LONDON - On the hottest day of the London 2012 Paralympic Games, Americas David Wagner (Hillsboro, Ore.) , the No. 1 seed in the quad singles division, won a silver medal bringing his Paralympic collection to five. Wagner fought well, but fell to the hands of the No. 2 seed Noam Gershony in 56 minutes 6-3, 6-1.
Unfortunately for Wagner, Gershony played the match of his life on the biggest stage he’s ever seen, outplaying Wagner with sizzling down the line winners that left Wagner with no options. Gershony himself was surprised by the win, thinking it would be near impossible to overtake the Athens 2004 Paralympic Games silver medalist and Beijing 2008 bronze medalist.
“I don't think David brought himself to the match today,”Gershony said. “David is an amazing player and he is dangerous, focused and can always come back. I can't believe I took it.”
A true sportsman, Wager was quick to praise his opponent rather than make excuses for the loss.

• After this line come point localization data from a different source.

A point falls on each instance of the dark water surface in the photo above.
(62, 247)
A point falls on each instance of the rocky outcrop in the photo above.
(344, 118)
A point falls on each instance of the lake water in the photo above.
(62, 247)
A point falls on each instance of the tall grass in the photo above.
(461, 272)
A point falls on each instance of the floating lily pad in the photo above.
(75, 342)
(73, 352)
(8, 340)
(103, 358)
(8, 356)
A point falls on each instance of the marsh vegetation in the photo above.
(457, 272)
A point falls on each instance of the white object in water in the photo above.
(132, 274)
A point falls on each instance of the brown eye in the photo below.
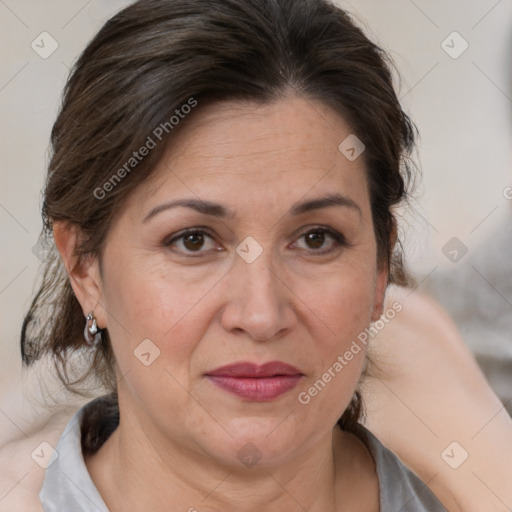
(191, 241)
(316, 238)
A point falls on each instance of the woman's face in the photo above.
(270, 280)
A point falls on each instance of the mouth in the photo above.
(256, 383)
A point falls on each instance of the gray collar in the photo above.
(68, 486)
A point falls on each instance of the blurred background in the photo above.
(454, 59)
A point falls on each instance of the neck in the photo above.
(140, 468)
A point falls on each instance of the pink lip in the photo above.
(254, 382)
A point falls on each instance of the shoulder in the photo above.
(400, 488)
(23, 464)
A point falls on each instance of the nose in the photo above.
(259, 302)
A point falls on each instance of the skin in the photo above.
(431, 386)
(179, 435)
(398, 393)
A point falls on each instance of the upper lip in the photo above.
(248, 369)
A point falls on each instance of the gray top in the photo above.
(68, 486)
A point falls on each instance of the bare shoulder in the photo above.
(429, 402)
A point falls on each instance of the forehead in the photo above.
(243, 153)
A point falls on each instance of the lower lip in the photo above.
(257, 389)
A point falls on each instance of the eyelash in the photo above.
(339, 239)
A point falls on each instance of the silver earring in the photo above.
(91, 333)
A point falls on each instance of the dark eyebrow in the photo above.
(217, 210)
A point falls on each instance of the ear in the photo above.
(381, 281)
(84, 274)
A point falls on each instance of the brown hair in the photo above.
(139, 71)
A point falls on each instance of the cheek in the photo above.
(151, 301)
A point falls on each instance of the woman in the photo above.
(220, 192)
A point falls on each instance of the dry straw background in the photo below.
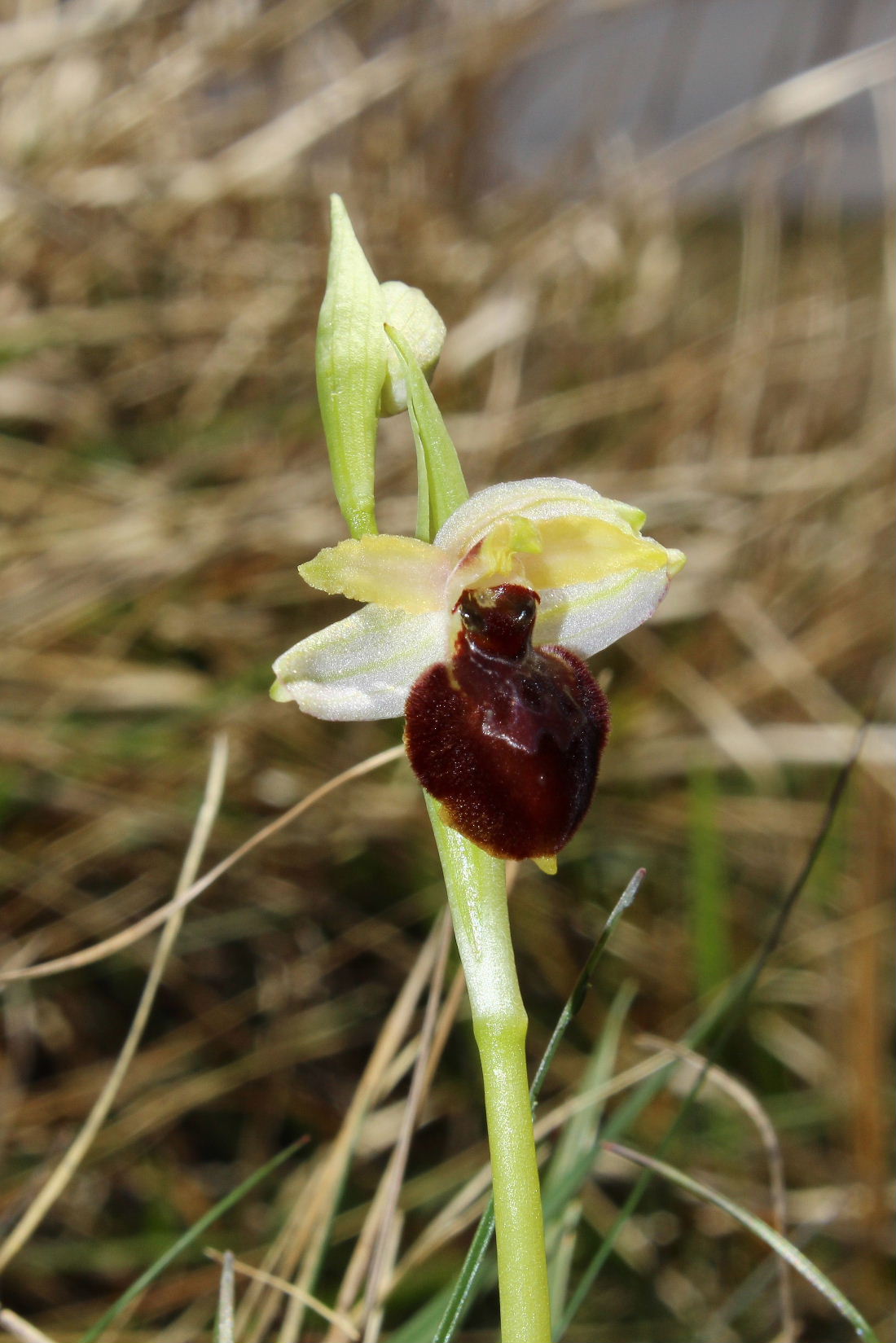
(724, 362)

"I'm playing against a guy who is a great player,” Wagner said. “He is physically strong. He is able to manipulate the ball a lot more than the average player. I threw what I had at him, gave it my best chance and he just returned better and served better today."
Despite his on court smart sense, and the top ranked player in the world, the 38-year-old Wagner admitted winning doesn’t come easy against the younger generation.
"Sure, I think that happens in every sport no matter what sport, no matter what level,” he said. “You can only stay on top for so long. There is only one person on top and everybody wants that spot."
Wagner should be proud. With a third consecutive gold medal in quad doubles with Nick Taylor, Wagner leaves London as the U.S.’s most decorated quad ever to play wheelchair tennis, winning six medals in three Games.